The chair seat is a pretty standard 20” wide and is sculpted to be a comfortable shape. Additional comfort can be added with a seat cushion. It doesn't have to be thick or fancy to do the job, in fact the $10 stadium cushion sold pretty much everywhere would do nicely.

The space for the chair is slightly over 22” wide which leaves room at the sides for the supports that are key to the chair functioning in several positions.

 The slightly curved chair-back pivots, including folding forward so the chair can be tucked away when in bed mode. The pipe that acts as the hinge for this also extends beyond the chair sides to rest on the supports mentioned in the previous paragraph. This combination of hing ends and support brackets replaces the back legs usually found on chairs. (You know, so they don’t fall over backwards??)

The front of the seat is held up by a pair of traditional legs resting on the floor. These were necessary because the front of the seat extends too far beyond the bed structure to be supported the same way as the back. The bottom of these legs are radiused because the chair seat, which the legs are rigidly fastened to, will tilt at different angles depending on seating position, so flat-bottomed legs wouldn’t work very well.

How it all works:


To store the chair the back is folded forward, more or less flat to the seat, and the chair pushed back on the side supports to the furthest detente. 

The ottoman is then slid under the chair. This tucks the whole thing away so it fits completely under the lowered bed.

To use the chair, the mattress and center mattress support are raised and held in place with a simple strap and hook. The chair is then pulled out to the second detente on the side supports and the back raised to rest against the bottom of the raised mattress support. (This eliminates any additional structure or mechanism, simplifying and lightening the whole shebang.) This position keeps the seat bottom relatively horizontal and the back tilted back from perpendicular a couple degrees and is the ‘sit up and eat’ position.

For a more relaxed seating position, the chair is moved out one more detente.

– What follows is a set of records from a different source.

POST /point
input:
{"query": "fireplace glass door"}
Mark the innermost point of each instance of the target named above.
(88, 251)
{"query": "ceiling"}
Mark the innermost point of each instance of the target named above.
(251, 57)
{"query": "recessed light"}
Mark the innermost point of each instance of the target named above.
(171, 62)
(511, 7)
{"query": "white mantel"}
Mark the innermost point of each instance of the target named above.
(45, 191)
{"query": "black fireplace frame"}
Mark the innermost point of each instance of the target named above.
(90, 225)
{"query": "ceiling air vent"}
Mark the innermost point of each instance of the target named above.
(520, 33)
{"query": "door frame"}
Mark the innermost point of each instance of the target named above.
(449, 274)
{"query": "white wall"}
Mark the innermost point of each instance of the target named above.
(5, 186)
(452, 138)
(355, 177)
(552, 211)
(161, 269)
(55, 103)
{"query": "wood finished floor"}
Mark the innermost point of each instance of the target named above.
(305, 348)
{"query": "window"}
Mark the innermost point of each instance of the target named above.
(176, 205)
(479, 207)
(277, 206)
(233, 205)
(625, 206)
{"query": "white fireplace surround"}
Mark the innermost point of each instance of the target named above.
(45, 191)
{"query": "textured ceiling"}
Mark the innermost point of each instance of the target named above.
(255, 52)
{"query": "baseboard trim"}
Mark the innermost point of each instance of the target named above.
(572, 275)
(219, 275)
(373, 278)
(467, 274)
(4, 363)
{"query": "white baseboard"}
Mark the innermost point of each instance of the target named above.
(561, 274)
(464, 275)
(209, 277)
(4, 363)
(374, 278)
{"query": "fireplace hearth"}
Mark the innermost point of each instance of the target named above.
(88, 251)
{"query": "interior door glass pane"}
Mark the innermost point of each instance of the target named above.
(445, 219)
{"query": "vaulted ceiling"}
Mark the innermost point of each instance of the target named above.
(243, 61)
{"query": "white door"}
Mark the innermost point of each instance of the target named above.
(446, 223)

This tilts the seat bottom back about 10 degrees, very much like an Adirondack chair.

Still just resting on the bottom of the raised mattress support, the chair-back is kept at about the same relative angle to the seat, 95 to 97 degrees, again very much like an Adirondack chair.

One final detente keeps the same 10 degree seat bottom angle but reclines the back another 10 degrees or so for even more relaxed sitting.

If I want to be any more relaxed then that then that it’s time to make up the bed!

The exposed mattress platforms on either side of the chair, in addition to being hinged access for the tank and battery areas underneath, act as arm-rests and the large expanse (To the right in this drawing) all the way to the side-wall under what will be the head of the bed, makes a pretty handy end table.

And now to the foot of the matter:

I’m a kick up the feet kind of guy so an ottoman is in order. It has to fit under the chair when stored so that dictates the size. I added a little curve and slant to the top to make it comfortable in a number of positions and, by making the lid hinged and the base a box, I have a place to store small heavy things like the collection of paperbacks and magazines I always carry along.

This setup isn’t perfect and might be a little fiddly, but I think it’s a pretty good use of what I had to work with.